/BAPA

BAPA preprocessing scripts and model

Primary LanguagePython

BAPA

BAPA is a convolutional neural network model for predicting binding affinity of protein-ligand complexes. The network was trained with PDBbind databased and tested with CASF and CSAR "scoring power" benchmark datasets. The related paper is submitted for BMC Bioinformatics.

Requirements

python 3.6.8
Open Babel 2.4.1
tensorflow 1.12.0
numpy 1.16.4
scikit-learn 0.22
UCSF Chimera

Prepare complexes

1. Remove water and convert to PDBQT

Water of protein structure should be removed and the format of the protein and ligand structure should be converted to PDBQT using open babel. The format of protein structure is PDB and the format of ligand structure is mol2.
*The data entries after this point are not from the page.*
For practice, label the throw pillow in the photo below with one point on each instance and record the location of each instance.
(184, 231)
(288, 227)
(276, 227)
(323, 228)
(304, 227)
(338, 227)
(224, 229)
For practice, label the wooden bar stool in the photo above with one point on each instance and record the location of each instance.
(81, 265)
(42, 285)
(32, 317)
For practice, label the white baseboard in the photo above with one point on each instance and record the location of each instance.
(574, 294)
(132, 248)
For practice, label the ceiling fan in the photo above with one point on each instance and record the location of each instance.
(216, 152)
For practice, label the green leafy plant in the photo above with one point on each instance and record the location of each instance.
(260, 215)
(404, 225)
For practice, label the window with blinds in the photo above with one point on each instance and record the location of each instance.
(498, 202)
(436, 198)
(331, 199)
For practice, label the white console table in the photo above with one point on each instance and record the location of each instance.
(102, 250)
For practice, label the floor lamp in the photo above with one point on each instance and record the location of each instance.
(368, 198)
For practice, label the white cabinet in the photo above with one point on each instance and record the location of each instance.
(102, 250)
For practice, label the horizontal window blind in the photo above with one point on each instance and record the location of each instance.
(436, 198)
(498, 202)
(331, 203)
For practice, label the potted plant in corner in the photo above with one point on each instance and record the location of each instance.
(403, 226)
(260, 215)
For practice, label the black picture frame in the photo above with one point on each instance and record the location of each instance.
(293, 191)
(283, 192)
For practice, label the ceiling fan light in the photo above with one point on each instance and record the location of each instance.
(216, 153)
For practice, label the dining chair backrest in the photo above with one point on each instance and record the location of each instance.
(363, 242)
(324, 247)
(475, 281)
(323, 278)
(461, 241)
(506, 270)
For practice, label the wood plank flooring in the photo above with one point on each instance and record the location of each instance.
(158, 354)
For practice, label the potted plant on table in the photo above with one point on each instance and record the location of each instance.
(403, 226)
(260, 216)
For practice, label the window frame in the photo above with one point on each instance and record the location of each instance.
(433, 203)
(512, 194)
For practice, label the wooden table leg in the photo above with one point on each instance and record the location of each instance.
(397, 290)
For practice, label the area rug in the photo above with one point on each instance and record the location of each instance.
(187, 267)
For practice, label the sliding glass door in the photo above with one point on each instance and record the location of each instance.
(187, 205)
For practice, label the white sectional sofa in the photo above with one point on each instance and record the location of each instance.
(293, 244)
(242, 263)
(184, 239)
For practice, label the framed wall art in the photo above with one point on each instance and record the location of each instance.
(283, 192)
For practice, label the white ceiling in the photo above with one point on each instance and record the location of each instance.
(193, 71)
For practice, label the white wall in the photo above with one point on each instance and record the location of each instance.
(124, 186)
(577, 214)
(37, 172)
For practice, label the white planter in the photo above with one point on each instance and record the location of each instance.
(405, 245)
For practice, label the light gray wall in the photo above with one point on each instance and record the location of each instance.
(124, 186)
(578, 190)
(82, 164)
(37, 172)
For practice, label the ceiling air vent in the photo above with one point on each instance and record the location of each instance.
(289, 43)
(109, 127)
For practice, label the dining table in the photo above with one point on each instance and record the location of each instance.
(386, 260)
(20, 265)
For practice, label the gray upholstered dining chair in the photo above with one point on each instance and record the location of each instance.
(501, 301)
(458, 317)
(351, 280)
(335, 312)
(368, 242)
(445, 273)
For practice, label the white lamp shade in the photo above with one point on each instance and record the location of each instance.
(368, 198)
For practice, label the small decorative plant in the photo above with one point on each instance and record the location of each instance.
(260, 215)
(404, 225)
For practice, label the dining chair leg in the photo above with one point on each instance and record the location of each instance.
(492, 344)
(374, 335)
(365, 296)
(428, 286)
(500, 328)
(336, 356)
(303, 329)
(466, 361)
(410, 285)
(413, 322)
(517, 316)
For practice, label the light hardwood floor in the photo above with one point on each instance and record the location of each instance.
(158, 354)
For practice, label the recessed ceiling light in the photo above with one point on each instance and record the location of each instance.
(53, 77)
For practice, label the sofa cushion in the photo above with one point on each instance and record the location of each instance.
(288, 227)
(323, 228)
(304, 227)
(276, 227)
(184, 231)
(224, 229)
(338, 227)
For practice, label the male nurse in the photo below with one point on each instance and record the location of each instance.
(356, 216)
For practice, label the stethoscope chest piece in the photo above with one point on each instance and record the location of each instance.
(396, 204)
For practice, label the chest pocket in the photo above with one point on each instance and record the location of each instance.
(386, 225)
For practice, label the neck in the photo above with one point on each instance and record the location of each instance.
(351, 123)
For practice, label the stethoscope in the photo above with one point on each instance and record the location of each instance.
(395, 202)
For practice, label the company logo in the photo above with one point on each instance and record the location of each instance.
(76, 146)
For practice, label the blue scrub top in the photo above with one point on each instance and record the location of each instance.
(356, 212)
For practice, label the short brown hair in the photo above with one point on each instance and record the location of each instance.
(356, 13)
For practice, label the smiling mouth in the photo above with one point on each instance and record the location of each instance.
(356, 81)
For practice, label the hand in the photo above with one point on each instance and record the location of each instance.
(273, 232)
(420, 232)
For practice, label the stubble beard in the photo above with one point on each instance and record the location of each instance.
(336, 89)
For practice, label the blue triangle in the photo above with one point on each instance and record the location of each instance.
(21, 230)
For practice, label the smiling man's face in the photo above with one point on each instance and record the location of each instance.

Please input the file containing the path of the structure file of the protein and ligand to be converted.

python convert_to_PDBQT.py -i input_list_PDBQT.txt -o ./data/complexes

For more details,

python convert_to_PDBQT.py -h

2. Convert to mol2

The protein structure of PDB format should be converted to mol2 format using UCSF Chimera. If you already have the mol2 file of protein, you can skip this step, but we recommend using the file converted with UCSF Chimera.

To convert a PDB file to mol2 file, use convert_to_mol2.ipynb notbook.
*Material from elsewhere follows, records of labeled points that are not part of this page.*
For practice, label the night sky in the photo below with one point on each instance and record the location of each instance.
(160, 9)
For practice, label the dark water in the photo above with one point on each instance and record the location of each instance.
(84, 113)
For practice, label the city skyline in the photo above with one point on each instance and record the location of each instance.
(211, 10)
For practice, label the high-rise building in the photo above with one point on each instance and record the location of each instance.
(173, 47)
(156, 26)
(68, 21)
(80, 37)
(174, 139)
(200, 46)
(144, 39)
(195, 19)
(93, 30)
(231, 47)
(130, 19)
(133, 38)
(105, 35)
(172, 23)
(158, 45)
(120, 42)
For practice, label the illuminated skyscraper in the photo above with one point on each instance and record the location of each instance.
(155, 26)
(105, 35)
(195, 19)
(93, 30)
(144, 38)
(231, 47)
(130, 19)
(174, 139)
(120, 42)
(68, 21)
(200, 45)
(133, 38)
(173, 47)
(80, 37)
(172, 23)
If you wnat to change the Dir, change the path in convert_to_mol2.ipynb notebook as follows:

path = "./data/complexes"

3. Get Vina terms

Five intermolecular Vina terms and one flexible Vina term should be calculated using the protein and ligand structure in the PDBQT format. The Vina terms used in the proposed method were calculated using a git repository that implements rf-score v3. The network predicts the binding affinity using six Vina terms and the number of occurrences of each descriptor.

You can download the following git repository to your BAPA Dir.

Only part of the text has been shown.